ちょっと恥ずかしそうにするのは、俺を”君”づけするのに何か思ったか。
「まあいい……ここでは自由だ。だが、出たら頼むぞ」
「良く分からないですけど……ルディス様の仰せの通りに!」
あくまでも白を切るつもりか……
それでもルーンはちゃんと公私を分けてくれるはずだ。
ルーンと話し終わるのを見計らっていたのか、近くでしっぽを振っていたヘルハウンド……アヴェルが今度は口が開いた。
「ルディス様。改めて視察されて、どうでしょうか?」
「文句の付け所がないほど、素晴らしい場所だ」
一つ欠点を挙げるとすれば、人里から離れているので、物資が運びにくいことぐらいか。
それも、羊を治療したイプス村から羊を買えるようになったように、徐々に解決すればいい。

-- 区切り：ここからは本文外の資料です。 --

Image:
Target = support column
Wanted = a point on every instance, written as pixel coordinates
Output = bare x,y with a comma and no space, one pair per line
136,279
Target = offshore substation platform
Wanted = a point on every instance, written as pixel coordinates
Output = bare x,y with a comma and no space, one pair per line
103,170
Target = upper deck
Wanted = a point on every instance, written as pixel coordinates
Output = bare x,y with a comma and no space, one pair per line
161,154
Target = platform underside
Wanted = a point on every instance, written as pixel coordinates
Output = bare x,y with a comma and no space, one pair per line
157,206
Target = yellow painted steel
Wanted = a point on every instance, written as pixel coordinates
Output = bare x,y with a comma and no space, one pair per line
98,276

「嬉しいお言葉です。一応、河を行く船が来ないかも観察させましたが、漁船すら見ておりません」
「本当に人が寄り付かない場所というわけだ」
それが本当に、ただ西部全体が未開拓なだけという理由ならいいのだが……
これだけの立地が手つかずというのも、どこかおかしい気がした。
つまり、何らかの理由があって、人間が寄り付かない。
いくつか理由は考えられたが、警戒は怠らない方が良さそうだ。
「……さて、視察も済んだことだ。俺も作業を手伝うことにするか」
俺は腰を上げて、ズボンの塵を叩いて、伸びをする。
だが、
「そ、そんな! ルディス様のお手を煩わせるなんて、畏れ多いことです!」
ロイツが焦るように、そんなことを口にした。
「まずはあの大層な屋敷を完成させなきゃいけないんだろ?」
「それはそうですが、私達ゴブリンにお任せください!」
アヴェルもルーンも一回は同じ事を言うが、俺が頑固であることは知っているので、だいたいは折れてくれる。

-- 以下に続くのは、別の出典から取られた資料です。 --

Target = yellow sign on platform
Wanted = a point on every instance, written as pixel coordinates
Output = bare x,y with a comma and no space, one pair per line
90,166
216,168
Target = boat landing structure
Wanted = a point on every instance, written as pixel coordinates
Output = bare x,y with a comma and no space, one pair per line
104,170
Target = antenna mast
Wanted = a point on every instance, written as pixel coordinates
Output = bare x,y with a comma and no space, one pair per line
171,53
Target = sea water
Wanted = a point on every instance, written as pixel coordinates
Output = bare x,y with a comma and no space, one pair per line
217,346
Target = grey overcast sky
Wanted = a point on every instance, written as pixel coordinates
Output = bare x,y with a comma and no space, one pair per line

しかし、ロイツは会って日も浅く、まだ俺を魔王か何かと勘違いしているようだ。
「あんなものに労力を使うなら、他のことをやったほうがいい……どれ」
ロイツやゴブリン達の俺を呼び止める声を背に、俺はあの神殿のような屋敷へ向かう。
帝国の建築と変わらず、石を積んで、コンクリートで補強して作っているようだ。
木で造ればいいのに、中々手間のかかる方法を取っている。
俺を尊敬してくれての事だろうが……
俺を止めようとするゴブリン達に、アヴェルとルーンがまあ見とけと制す。
フィストや周りにいた従魔も何事かと集まってきた。
「水魔法で石材を切り出して、それを風魔法で運んで……コンクリートは風魔法と炎魔法を組み合わせて、乾燥だな」
俺が工程を考えると、ルーンとアヴェルが俺の隣に出てきた。
「ならば私は、石材を切り出します!」
「炎ならば、このアヴェルにお任せを」
二人に頷き、俺は「頼む」と答えた。
まずはルーンが形がいびつな岩を、水魔法で円形なり角形に加工していく。
俺もそれを手伝いつつ、出来上がったものを風魔法で動かし積み上げ、間にコンクリートも詰めていく。

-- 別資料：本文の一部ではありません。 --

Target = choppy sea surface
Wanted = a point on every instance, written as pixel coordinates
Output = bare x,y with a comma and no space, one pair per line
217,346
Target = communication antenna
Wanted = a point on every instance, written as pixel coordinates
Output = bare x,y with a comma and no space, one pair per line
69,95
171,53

アヴェルはそれを固めるように、加減しながら炎魔法を放った。
ルーンもアヴェルもさすがだ。
俺はさておき、千年ぶりなのに阿吽の呼吸で作業する。
これを見ていたロイツ達新たな従魔は、おおと声を上げた。
屋敷はみるみる内に出来上がった、外装はもう完璧と言っていいだろう。
掛かった時間は二十分程か。
ミニスライム達が好奇心からその屋敷へと向かうと、他の従魔達も続く。
ロイツはただ神殿を見上げながら、驚いたような顔をしていた。
「な、なんと……魔法でこんなことが出来るとは」
「お前の知るベイツは、こういう使い方をしなかったわけだな」
「はい。ただ、己を頂点とする体制を維持するために、魔法を誇示していただけでしたので」
「何ともつまらない使い方だ。魔法がどんなことに役立つかも、俺の知ってることは全て教えるつもりだ
」
「ありがたいお言葉! ぜひご教示くださいませ!」
ロイツは一度頭を下げると、こう続けた。
「しかし、あと一週間はかかると思っていた工程が、こんなすぐに出来上がるとは」
「率直に言えば、最初からこういう建物を造るのは悪手だ。徐々に環境は整えていけばいい」
「誠に、仰る通りでした」
「とはいえ、俺を思ってくれての事だ。素直に嬉しい。まだ明るいからもう少し作業してから、あの屋敷で休むよ」
「それでしたら、私も微力ながらお手伝いさせてください!」
「ああ、やってみよう!」
俺はロイツと共に、まだ未完成のゴブリンの住居へ向かう。
ルーンやアヴェルもそれに続いてくれた。
久々の共同作業に、ルーンもアヴェルも昔話に花を咲かせているようだ。
従魔達と幸せに暮らすための場所を得られた……これで俺は……
だが、その新天地に空から迫る影があるのであった。